- Film poster
- French: Je m'appelle humain
- Directed by: Kim O'Bomsawin
- Written by: Kim O'Bomsawin
- Produced by: Andrée-Anne Frenette
- Starring: Joséphine Bacon
- Cinematography: Hugo Gendron Michel Valiquette
- Edited by: Alexandre Lachance
- Music by: Alain Auger
- Production company: Terre Innue
- Distributed by: Maison 4:3
- Release date: September 18, 2020 (FCVQ);
- Running time: 78 minutes
- Country: Canada
- Languages: French Innu-aimun

= Call Me Human =

2020 Canadian documentary film

Call Me Human (Je m'appelle humain) is a Canadian documentary film, directed by Kim O'Bomsawin and released in 2020. The film is a portrait of Innu poet Joséphine Bacon.

The film premiered at the Quebec City Film Festival. It was subsequently screened at the 2020 Cinéfest Sudbury International Film Festival and the 2020 Vancouver International Film Festival, and had its commercial premiere on November 13.

==Awards==
At the Quebec City Film festival, the film was cowinner of the Prix Jury collégial with Alexandre Rockwell's Sweet Thing. At Cinefest, it won the Audience Choice Award for documentaries, and at VIFF, it won the juried award for Best Canadian Documentary Film.

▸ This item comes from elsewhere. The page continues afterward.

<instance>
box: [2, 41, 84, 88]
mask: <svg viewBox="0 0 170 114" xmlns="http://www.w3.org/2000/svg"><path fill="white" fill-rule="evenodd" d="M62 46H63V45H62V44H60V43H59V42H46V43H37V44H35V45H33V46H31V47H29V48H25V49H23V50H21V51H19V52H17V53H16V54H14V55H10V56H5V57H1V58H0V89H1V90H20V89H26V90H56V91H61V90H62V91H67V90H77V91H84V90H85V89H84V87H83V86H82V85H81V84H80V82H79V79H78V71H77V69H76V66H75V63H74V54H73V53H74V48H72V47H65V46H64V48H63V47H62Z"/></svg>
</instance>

The film initially received three Prix Iris nominations at the 23rd Quebec Cinema Awards in 2021, for Best Documentary, Best Cinematography in a Documentary (Hugo Gendron, Michel Valiquette) and Best Editing in a Documentary (Alexandre Lachance). After the organization decided to add the eligible documentary films to its Public Prize ballot, the film was also named as a nominee in that category.

The film won the Prix collégial du cinéma québécois in 2021.